Lillie ’74 Receives Higginbotham [Hon. ’96] Lifetime Achievement Award

Cynthia RockwellOctober 12, 20175min
Lillie_Charisse_web copy
Charisse Lillie ’74 was honored with the A. Leon Higginbotham Jr. Lifetime Achievement Award for her accomplishments, service and dedication to the legal profession and minority community. She initially met the late Justice Higginbotham while she was an undergraduate at Wesleyan.

Charisse Lillie ’74, an attorney, member of the business community, and a lecturer on issues of diversity and corporate responsibility, will receive the A. Leon Higginbotham Jr. Lifetime Achievement Award during the Pennsylvania Bar Association (PBA) Minority Attorney Conference, “Advocacy and Fundamental Rights for Changing Times.”

The award recognizes her accomplishments and dedication to the legal profession and the minority community through civil, community or legal service. Now the CEO of CRL Consulting LLC, she recently retired from Comcast Corporation, where she held senior-level positions. Higginbotham, who died in 1998, was a civic leader, author, academic and federal appeals court judge active in efforts eliminate racial discrimination. He was awarded an honorary doctorate of laws from Wesleyan in 1996, delivering the Commencement address that year. He had also delivered Wesleyan’s Hugo L. Black Lecture in 1991, an annual series endowed by Leonard S. Halpert ’44.
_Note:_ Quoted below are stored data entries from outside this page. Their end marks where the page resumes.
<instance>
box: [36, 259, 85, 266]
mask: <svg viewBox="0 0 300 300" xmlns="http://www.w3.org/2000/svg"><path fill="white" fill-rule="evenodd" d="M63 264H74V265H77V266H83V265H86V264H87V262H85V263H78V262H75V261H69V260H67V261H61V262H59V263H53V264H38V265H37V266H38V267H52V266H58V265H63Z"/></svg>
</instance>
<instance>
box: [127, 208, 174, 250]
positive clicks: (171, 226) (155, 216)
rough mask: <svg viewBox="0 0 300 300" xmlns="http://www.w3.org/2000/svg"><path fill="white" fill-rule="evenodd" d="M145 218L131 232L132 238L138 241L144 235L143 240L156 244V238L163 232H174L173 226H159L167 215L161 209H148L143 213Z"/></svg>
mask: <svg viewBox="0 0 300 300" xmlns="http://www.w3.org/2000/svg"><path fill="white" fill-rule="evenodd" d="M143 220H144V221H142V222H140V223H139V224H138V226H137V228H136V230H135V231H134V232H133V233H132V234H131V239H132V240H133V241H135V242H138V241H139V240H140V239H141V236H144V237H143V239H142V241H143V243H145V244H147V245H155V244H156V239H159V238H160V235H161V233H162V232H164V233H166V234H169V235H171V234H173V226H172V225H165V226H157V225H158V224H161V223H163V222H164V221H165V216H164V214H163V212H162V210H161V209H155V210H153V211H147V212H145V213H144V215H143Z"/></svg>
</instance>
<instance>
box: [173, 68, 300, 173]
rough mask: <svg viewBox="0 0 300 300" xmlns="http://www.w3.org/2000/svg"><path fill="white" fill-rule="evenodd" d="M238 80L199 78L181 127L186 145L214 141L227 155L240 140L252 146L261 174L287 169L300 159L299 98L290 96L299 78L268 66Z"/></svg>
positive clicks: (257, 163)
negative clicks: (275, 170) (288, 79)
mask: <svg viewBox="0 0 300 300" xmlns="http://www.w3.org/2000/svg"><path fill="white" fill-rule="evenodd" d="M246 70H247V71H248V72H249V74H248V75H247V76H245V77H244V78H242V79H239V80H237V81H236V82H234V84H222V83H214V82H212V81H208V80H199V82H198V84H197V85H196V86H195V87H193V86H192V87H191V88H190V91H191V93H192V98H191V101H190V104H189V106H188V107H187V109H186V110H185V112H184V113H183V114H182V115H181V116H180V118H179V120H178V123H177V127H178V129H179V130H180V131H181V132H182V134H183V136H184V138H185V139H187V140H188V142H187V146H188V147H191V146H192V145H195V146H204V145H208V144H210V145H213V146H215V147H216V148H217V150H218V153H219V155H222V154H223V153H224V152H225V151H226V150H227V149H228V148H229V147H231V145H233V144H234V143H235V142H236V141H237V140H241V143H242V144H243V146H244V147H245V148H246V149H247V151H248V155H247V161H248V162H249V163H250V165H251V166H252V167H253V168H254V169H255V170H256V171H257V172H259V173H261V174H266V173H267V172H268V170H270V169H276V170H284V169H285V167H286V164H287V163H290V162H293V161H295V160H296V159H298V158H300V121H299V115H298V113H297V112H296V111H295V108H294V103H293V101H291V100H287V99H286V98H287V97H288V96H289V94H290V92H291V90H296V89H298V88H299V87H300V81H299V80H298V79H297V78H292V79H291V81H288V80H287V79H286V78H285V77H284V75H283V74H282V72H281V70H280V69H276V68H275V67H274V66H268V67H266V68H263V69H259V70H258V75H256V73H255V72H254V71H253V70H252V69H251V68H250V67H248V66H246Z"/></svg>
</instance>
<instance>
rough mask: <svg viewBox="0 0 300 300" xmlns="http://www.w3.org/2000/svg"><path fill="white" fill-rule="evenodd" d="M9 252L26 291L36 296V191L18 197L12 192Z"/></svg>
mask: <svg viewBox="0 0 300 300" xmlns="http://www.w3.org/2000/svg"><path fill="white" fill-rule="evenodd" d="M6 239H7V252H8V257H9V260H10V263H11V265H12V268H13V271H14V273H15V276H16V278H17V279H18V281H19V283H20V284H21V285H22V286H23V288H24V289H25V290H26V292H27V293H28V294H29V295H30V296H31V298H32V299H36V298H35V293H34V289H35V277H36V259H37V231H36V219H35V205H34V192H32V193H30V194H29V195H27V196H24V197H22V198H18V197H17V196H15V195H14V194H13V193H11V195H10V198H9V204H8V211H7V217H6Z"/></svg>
Lillie was a history and government major at Wesleyan who earned her degree with honors. She recalls that she first met Higginbotham in 1972 when she was writing a political science paper in an independent study with Professor Clement Vose, Wesleyan’s John E. Andrus Professor of Government and a scholar of constitutional law, who died in 1985.

The paper, she recalled, “was a political science study of the selection process of all federal judges, with an emphasis on the career paths of African-American federal judges.

“Professor Vose and I had several theories on whether or not it was different or the same for the African-American judicial officials, who numbered about 10 at the time. After reading the first draft of my paper—for which I did extensive research—Professor Vose told me it was a great draft, but he urged me to reach out to the federal judges and interview them in person. I thought it was the craziest idea I had ever heard.

“But I wrote letters to all the judges, and all of them except one agreed to make the time to allow me—a junior from Wesleyan—to come into their chambers, ask them 25 questions about their paths to the bench, and create a monograph on the selection process of African-American federal judges in the United States.

“Judge Higginbotham was one of these, and he became a lifelong mentor, even writing a letter of recommendation for my admission to the LL.M. Program at Yale Law School.

“One of the highlights of my legal career was that Judge Higginbotham cited my Wesleyan paper in an opinion he wrote when defendants asked him to recuse himself because of his strong political views, which had been expressed in a number of scholarly articles, speeches and books.”

Lillie received a J.D. from Temple University School of Law in 1976 and an L.LM. from Yale Law School in 1982. She was awarded honorary doctor of laws degrees from Seton Hill University and Cheyney University, as well as an honorary doctor of humane letters from Peirce College. Wesleyan named her a Distinguished Alumna in 1993.

She was the first African-American woman to serve as city solicitor of the city of Philadelphia, as well as to chair the Federal Reserve Bank of Philadelphia Board and the Board of Governors of the Philadelphia Bar Association. Lillie has also been involved in many civic commissions.

She adds. “While at Temple Law School, I worked as a summer intern on Judge Higginbotham’s first book, In the Matter of Color. I am very proud to receive this honor in the Judge’s name.”